Permission to continue polluting given in areas already out of compliance
Twelve of the coal-fired power stations for which Eskom sought postponement are located in the air pollution hotspot known as the Highveld Air Quality Priority Area, with Matimba and Medupi power stations falling within the Waterberg-Bojanala Air Quality Priority Area and Lethabo falling within the Vaal Triangle Airshed Priority Area. Most of these stations are already out of compliance with the existing ambient air quality standards. This means that Eskom’s applications do not meet the requirements of the Framework for Air Quality Management (which is regarded as part of the Air Quality Act), which only permits MES postponement applications to be made for facilities in areas where air quality meets the ambient air quality standards.
Director of groundWork, Bobby Peek, adds: “No one disputes that Eskom is in crisis. But the costs of compliance with the MES cannot trump other considerations. For too long, government, Eskom, and other polluting industries have failed to account properly for the devastating health impacts and costs of air pollution. The DEA’s decision simply reinforces the massive environmental injustices suffered by those who have to breathe poisonous air on a daily basis. This is undemocratic and unconstitutional – it makes polluted air, legal air. This is not what we planned for in 2004 when we got mandatory minimum emission standards.”
South Africa’s current electricity crisis has forced Eskom to perform massive maintenance to its plants at huge cost to the economy. Eskom should have been forced to retrofit its plants at the same time to ensure MES compliance, and to avoid a similar situation in the future, especially because these power stations will have to work longer because of the electricity deficit.

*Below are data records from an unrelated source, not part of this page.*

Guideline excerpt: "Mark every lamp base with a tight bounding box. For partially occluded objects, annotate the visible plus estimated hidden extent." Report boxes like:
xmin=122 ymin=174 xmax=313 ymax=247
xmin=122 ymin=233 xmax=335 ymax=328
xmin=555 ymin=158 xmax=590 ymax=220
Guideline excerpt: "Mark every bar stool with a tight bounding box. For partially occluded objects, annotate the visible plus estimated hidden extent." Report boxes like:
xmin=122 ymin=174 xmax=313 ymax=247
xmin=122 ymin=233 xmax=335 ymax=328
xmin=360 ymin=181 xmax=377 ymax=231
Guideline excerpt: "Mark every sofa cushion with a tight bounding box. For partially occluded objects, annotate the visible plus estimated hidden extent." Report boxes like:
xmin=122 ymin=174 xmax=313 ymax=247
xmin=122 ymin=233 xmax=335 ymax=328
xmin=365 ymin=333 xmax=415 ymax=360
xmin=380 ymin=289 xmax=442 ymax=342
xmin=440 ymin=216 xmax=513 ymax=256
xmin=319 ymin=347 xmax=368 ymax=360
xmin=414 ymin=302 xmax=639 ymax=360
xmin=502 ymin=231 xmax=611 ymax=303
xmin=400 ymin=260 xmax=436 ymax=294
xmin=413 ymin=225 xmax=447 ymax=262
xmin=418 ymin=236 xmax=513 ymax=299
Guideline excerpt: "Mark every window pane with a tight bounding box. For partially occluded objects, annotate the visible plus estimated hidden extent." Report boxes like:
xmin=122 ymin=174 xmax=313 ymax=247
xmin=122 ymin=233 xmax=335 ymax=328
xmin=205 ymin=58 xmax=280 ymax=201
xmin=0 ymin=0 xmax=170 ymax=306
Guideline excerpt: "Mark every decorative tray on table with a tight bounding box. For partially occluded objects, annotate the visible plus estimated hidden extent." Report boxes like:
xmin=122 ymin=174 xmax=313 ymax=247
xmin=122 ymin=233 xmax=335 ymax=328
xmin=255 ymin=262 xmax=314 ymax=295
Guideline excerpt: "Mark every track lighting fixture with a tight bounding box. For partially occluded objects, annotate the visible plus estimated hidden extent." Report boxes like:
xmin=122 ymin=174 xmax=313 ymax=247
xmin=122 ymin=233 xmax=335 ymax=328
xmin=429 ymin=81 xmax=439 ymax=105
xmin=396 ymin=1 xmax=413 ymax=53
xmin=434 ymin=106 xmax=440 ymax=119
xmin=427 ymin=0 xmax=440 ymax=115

The DEA has also granted some applications to postpone compliance with MES that only apply from 2020. Although not prohibited by the legislation, we regard this as inappropriate and premature – the considerations that would influence a postponement application could be vastly different in five years’ time.
Nevertheless, as set out above, MES postponements have been granted on condition that Eskom implements an “offset” programme to reduce particulate matter in the receiving environment. Dominique Doyle, Energy Policy Officer at Earthlife Africa (Johannesburg) explains that this amounts to nothing short of an attempt to “offset” Eskom’s non-compliance with MES:
“It is completely inappropriate for the NAQO to have allowed Eskom to implement “air quality offsets”. Quite apart from the fact that there is no legal framework for such “offsets”, that pilot offsetting projects have not been concluded, and that these are contrary to internationally recognised principles around mitigation of environmental harm, monitoring compliance with such a vague requirement will be extremely difficult, if not impossible.”
Robyn Hugo, attorney heading up the Pollution & Climate Change Programme at the Centre for Environmental Rights, says: “As currently phrased in the decisions, there are no specific requirements for these “offset” programmes. They do not, for instance, indicate by how much Eskom must reduce pollution. Who will monitor this? What will DEA do if Eskom simply doesn’t comply?”
The CSOs claim that they will now evaluate the postponement decisions and speak to community organisations in affected areas to determine the possible options to challenge the decisions. In the interim, they add, Eskom must be forced to comply with each and every term of the MES postponement conditions, with severe consequences if it fails.